Не может быть угодным Богу порядок, ежечасно порождающий соблазны зависти, вражды, похоти, розни, бунта. Ни хищники, ни распутники не войдут в Царствие — разве их не жаль? Особенно жаль «вампиров поневоле», пленников своего социального положения, неправедного порядка, из которого порой было просто невозможно вырваться — вспомним хотя бы Льва Толстого.

В таком государстве все — пленники друг друга и твоего хозяина.

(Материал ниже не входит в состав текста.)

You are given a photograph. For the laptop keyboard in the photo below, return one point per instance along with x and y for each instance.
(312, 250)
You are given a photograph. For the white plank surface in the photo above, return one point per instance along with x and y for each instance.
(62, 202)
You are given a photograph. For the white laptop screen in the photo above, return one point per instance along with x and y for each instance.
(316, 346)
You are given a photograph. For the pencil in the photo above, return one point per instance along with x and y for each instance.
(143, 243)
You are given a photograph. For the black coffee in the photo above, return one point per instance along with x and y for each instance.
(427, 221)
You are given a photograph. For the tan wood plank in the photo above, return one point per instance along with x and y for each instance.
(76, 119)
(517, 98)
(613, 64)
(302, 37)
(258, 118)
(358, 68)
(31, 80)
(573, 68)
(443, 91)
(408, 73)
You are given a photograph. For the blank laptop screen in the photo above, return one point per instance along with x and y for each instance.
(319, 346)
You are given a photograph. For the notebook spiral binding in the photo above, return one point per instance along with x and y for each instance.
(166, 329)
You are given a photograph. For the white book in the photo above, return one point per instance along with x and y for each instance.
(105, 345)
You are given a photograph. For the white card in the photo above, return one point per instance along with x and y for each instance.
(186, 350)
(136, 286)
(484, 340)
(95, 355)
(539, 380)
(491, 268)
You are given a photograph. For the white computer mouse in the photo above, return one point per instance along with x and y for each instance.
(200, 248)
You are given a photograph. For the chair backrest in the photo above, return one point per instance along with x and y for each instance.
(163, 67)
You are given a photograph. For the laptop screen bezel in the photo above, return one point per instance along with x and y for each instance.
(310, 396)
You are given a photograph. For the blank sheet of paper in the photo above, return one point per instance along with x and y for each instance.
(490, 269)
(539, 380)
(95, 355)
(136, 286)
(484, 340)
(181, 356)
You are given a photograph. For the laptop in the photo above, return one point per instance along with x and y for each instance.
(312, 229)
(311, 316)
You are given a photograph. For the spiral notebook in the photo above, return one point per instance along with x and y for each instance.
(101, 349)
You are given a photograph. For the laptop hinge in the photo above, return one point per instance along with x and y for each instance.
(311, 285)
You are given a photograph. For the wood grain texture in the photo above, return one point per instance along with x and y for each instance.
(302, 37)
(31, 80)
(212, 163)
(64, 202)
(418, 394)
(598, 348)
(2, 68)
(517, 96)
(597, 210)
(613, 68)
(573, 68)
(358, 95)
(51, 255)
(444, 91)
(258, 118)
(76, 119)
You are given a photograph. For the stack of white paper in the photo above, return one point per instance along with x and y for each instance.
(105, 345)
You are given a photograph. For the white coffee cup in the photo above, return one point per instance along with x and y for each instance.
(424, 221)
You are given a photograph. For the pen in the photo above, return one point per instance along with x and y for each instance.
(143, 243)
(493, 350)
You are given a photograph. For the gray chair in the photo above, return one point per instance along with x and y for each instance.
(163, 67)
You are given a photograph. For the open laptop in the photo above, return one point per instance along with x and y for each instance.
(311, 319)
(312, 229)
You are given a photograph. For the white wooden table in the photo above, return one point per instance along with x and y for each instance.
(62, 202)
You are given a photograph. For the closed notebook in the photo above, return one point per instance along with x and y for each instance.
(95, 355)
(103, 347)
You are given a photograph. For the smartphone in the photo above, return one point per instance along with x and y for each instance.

Негатив. Оно — Вампирия, несмотря на фарисейское облачение, оно поделено на «мы» и «они». Оно — зло и грязь, где всего страшнее — быть облечённым неправедной властью:

«Князья твои законопреступники и сообщники воров, все они любят подарки и гонятся за мздою; не защищают сирот, и дело вдовы не доходит до них». /Ис. 1, 23/

В том, что безбожники видят только «злого бога», виноваты прежде всего те, кто пользуется именем Божиим для низких и корыстных земных целей, для поддержания Вампирии.

«Молчанием предаётся Бог». Соборная совесть лучшей части российского общества вошла в непримиримое противоречие с молчаливым невниманием православного духовенства к судьбе и боли простого народа, к назревшим духовно-нравственным проблемам страны.

Исполнилось уже приведенное выше пророчество:

«И сказал: вот какие будут права царя, который будет царствовать над вами: сыновей ваших он возьмёт, и приставит к колесницам своим, и сделает всадниками своими, и будут они бегать пред колесницами его; И дочерей ваших возьмёт, чтоб они составляли масти, варили кушанье и пекли хлебы. И поля ваши и виноградные и масличные сады ваши лучшие возьмёт и отдаст слугам своим. От мелкого скота вашего возьмёт десятую часть; и сами вы будете ему рабами. И восстенаете тогда от царя вашего, которого вы избрали себе; и не будет Господь отвечать вам тогда». /I Цар. 8, 11, 13, 14, 17, 18/

— Ты уже это цитировал…

— Извини, очень уж актуально и для текущего момента в России, и для монархистов всех сортов под лозунгом: «Царь — удерживающий».

Он удерживающий, когда он удерживает. Когда он пастырь, а не волк в окружении волчих, волчат и стаи.

Кстати, в своё время Иосиф не утвердил михалковскую строчку в Гимне Советского Союза: «Нас вырастил Сталин — избранник народа». Помня, наверное:

«И восстенаете тогда от царя вашего, которого вы ИЗБРАЛИ себе».

И написал своей рукой: «Нас вырастил Сталин на верность народу, на труд и на подвиги нас вдохновил…» «Мы» — это народ. Иосиф вырастил, воспитал свой народ на верность народу, то есть на служение друг другу и — Целому в соответствии с Замыслом — таков смысл утверждённого Иосифом текста.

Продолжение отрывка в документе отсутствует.